Österreich gehört zu den Wellness-Meistern. Das bescheinigt eine Erhebung der European Spas Association aus dem Jahr 2002, in der Österreich mit einem zehnprozentigen Anteil am europäischen Spa-Markt hinter Deutschland auf Platz zwei rangiert. Von den Gästenächtigungen in Österreich stammen etwa 10 Prozent aus dem gesundheitsorientierten Urlaub. Doch der Markt wächst mittlerweile nur mehr eingeschränkt. Wer vom Wellness-Trend als Hotelier oder Architekt noch profitieren will, muss sich gut positionieren und strategisch planen.
Elfriede Krempl, pädagogische Leiterin der Akademien der Österreichischen Hoteliervereinigung (ÖHV) weiß, dass hier noch viel Aufklärungs- sowie Aus- und Weiterbildungsarbeit zu leisten ist: „In Spa- bzw. Wellness-Anlagen wird enorm viel investiert. 2004 waren es bei Unternehmen, die Wellness als Kern ihres Angebots sehen, um Durchschnitt etwa zwei Millionen Euro.
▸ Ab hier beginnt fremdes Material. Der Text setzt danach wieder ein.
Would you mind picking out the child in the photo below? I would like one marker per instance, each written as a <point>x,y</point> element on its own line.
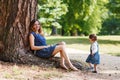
<point>93,57</point>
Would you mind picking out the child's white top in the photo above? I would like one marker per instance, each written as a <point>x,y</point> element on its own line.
<point>94,47</point>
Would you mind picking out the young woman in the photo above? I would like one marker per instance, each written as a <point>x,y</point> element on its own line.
<point>38,43</point>
<point>93,57</point>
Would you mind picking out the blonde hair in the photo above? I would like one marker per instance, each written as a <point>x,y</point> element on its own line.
<point>32,29</point>
<point>93,37</point>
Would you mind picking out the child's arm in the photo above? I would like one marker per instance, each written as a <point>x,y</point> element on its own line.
<point>94,48</point>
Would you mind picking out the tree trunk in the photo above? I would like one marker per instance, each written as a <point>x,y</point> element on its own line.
<point>15,16</point>
<point>54,30</point>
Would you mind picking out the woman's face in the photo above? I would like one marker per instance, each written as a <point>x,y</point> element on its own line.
<point>90,40</point>
<point>36,26</point>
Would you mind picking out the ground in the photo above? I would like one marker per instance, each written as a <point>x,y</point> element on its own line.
<point>109,69</point>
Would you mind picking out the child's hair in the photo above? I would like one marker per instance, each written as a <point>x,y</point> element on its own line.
<point>93,37</point>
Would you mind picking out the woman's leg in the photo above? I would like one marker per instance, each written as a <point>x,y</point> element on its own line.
<point>61,49</point>
<point>95,67</point>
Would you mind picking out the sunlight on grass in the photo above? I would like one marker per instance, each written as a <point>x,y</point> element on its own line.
<point>107,44</point>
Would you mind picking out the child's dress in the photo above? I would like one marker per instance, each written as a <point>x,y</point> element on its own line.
<point>41,41</point>
<point>95,58</point>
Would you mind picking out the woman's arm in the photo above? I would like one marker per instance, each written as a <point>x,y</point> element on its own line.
<point>32,46</point>
<point>94,48</point>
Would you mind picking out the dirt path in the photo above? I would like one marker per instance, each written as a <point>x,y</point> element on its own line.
<point>109,68</point>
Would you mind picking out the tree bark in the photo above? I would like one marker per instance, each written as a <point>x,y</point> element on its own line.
<point>15,16</point>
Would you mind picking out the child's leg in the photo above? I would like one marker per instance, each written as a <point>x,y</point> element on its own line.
<point>90,65</point>
<point>95,67</point>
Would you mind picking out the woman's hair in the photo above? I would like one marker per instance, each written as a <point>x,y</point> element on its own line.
<point>93,37</point>
<point>32,23</point>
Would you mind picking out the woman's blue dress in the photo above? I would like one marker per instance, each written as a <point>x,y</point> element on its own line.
<point>95,58</point>
<point>41,41</point>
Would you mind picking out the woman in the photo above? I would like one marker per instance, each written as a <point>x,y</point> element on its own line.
<point>38,43</point>
<point>93,57</point>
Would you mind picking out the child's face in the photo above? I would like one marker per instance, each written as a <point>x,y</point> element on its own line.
<point>91,40</point>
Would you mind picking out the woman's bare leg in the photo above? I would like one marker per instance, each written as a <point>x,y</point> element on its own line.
<point>62,63</point>
<point>61,49</point>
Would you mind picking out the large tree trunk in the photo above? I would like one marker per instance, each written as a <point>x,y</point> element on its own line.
<point>15,16</point>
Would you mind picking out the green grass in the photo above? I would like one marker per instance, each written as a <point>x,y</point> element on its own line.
<point>107,44</point>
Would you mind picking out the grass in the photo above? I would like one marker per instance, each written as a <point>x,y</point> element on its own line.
<point>107,44</point>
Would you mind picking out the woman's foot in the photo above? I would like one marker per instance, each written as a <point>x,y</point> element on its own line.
<point>94,71</point>
<point>63,66</point>
<point>73,68</point>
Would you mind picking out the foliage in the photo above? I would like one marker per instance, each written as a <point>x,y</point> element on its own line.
<point>83,17</point>
<point>111,25</point>
<point>50,11</point>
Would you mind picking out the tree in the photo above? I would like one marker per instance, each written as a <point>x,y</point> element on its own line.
<point>15,16</point>
<point>50,12</point>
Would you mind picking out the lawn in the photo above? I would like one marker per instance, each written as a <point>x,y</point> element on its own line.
<point>107,44</point>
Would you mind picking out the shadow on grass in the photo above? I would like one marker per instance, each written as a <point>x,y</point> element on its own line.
<point>77,40</point>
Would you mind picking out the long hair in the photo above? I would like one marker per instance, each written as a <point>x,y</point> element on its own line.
<point>32,24</point>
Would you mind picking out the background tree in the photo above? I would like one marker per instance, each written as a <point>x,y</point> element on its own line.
<point>111,24</point>
<point>50,12</point>
<point>15,16</point>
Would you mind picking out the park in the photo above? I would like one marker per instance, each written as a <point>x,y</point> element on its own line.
<point>70,21</point>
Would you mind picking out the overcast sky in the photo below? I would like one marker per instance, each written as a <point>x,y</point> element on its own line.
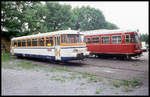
<point>126,15</point>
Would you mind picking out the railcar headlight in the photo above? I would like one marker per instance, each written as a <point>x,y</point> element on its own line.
<point>75,50</point>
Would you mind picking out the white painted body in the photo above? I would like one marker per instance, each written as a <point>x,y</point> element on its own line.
<point>56,52</point>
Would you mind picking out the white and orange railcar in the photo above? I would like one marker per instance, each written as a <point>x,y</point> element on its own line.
<point>61,45</point>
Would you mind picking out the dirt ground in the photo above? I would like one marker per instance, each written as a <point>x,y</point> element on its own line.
<point>31,82</point>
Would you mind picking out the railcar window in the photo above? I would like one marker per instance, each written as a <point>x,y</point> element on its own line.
<point>34,42</point>
<point>41,42</point>
<point>95,40</point>
<point>116,39</point>
<point>134,38</point>
<point>127,38</point>
<point>49,41</point>
<point>106,40</point>
<point>19,43</point>
<point>23,42</point>
<point>64,38</point>
<point>71,38</point>
<point>29,42</point>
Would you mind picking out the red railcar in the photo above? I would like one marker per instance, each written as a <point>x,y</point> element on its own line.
<point>118,43</point>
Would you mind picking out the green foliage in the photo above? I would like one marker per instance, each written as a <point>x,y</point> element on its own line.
<point>28,17</point>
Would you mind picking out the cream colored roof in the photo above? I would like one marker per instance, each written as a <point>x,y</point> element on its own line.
<point>49,33</point>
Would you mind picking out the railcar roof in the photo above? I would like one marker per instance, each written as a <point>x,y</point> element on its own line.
<point>105,31</point>
<point>49,33</point>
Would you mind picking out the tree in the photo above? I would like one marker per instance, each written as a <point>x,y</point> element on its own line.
<point>90,19</point>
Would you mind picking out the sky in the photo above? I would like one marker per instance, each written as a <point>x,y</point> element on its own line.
<point>126,15</point>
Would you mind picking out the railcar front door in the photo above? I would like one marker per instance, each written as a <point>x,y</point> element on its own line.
<point>57,48</point>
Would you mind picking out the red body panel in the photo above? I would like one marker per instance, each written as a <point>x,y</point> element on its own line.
<point>114,48</point>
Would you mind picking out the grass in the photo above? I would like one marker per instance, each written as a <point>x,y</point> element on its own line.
<point>6,57</point>
<point>129,83</point>
<point>62,69</point>
<point>58,78</point>
<point>25,65</point>
<point>127,89</point>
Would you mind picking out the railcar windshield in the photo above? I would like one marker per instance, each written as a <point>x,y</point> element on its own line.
<point>72,38</point>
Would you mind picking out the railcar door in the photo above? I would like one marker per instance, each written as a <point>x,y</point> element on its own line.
<point>57,48</point>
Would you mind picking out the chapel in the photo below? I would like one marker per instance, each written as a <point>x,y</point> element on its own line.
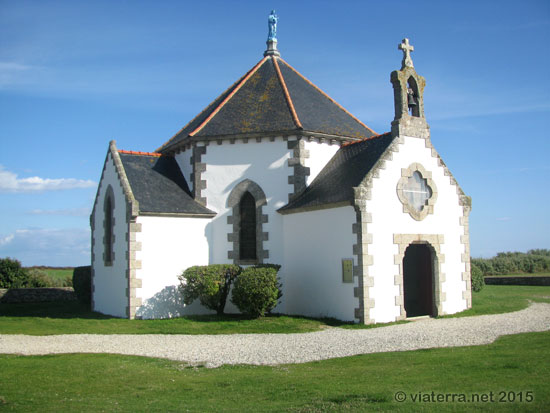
<point>367,227</point>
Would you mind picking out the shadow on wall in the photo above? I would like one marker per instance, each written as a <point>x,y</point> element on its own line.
<point>168,303</point>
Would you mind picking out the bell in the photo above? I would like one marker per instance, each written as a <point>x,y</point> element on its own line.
<point>411,100</point>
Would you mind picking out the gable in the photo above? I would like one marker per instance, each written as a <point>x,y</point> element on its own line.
<point>159,186</point>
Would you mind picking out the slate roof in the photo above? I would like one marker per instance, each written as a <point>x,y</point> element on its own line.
<point>272,97</point>
<point>346,170</point>
<point>158,184</point>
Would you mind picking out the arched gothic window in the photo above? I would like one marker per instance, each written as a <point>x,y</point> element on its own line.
<point>108,224</point>
<point>247,237</point>
<point>247,232</point>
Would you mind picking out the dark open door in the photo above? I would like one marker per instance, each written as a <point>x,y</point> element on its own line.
<point>418,280</point>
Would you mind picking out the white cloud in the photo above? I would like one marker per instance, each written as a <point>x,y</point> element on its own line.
<point>6,240</point>
<point>12,73</point>
<point>12,67</point>
<point>9,182</point>
<point>73,212</point>
<point>55,247</point>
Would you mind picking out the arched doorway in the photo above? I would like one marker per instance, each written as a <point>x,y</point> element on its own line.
<point>418,277</point>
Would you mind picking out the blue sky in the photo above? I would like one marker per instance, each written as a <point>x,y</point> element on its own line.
<point>76,74</point>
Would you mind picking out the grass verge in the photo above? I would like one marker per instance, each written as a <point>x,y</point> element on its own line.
<point>73,318</point>
<point>497,299</point>
<point>101,382</point>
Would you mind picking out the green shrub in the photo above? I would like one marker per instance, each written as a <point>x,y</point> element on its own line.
<point>534,261</point>
<point>477,279</point>
<point>12,275</point>
<point>257,290</point>
<point>39,279</point>
<point>209,283</point>
<point>82,284</point>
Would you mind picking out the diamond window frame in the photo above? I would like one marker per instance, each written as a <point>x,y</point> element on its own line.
<point>427,209</point>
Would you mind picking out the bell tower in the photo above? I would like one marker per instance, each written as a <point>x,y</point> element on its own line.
<point>408,92</point>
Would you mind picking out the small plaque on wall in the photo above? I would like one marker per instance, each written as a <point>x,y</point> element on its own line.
<point>347,270</point>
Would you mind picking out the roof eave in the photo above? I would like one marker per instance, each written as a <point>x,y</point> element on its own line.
<point>192,140</point>
<point>318,207</point>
Strategische Konzeption, Marketingplanung, Betriebshandbücher mit Standards und klare Kostenrechnung fehlen jedoch noch weitgehend.“ Die ÖHV hat sich daher dieses Themas angenommen. 20 ÖHV-Diplomhoteliers - Absolventen der ÖHV-Unternehmerakademie - machten sich vor kurzem in einem Intensiv-Workshop mit professionellem Spa-Management vertraut.
„Um den Wellness-Bereich profitabel führen zu können, müssen alle Kernbereiche - d. h. Raumplanung, Positionierung, Konzeption der Angebote, Mitarbeiterförderung zur Qualitätssteigerung, Verkauf und Profitabilitätsberechnungen - professionalisiert werden. Passiert das nicht, wird das Endergebnis schlecht aussehen“, warnt Krempl. Negativbeispiele gibt es viele.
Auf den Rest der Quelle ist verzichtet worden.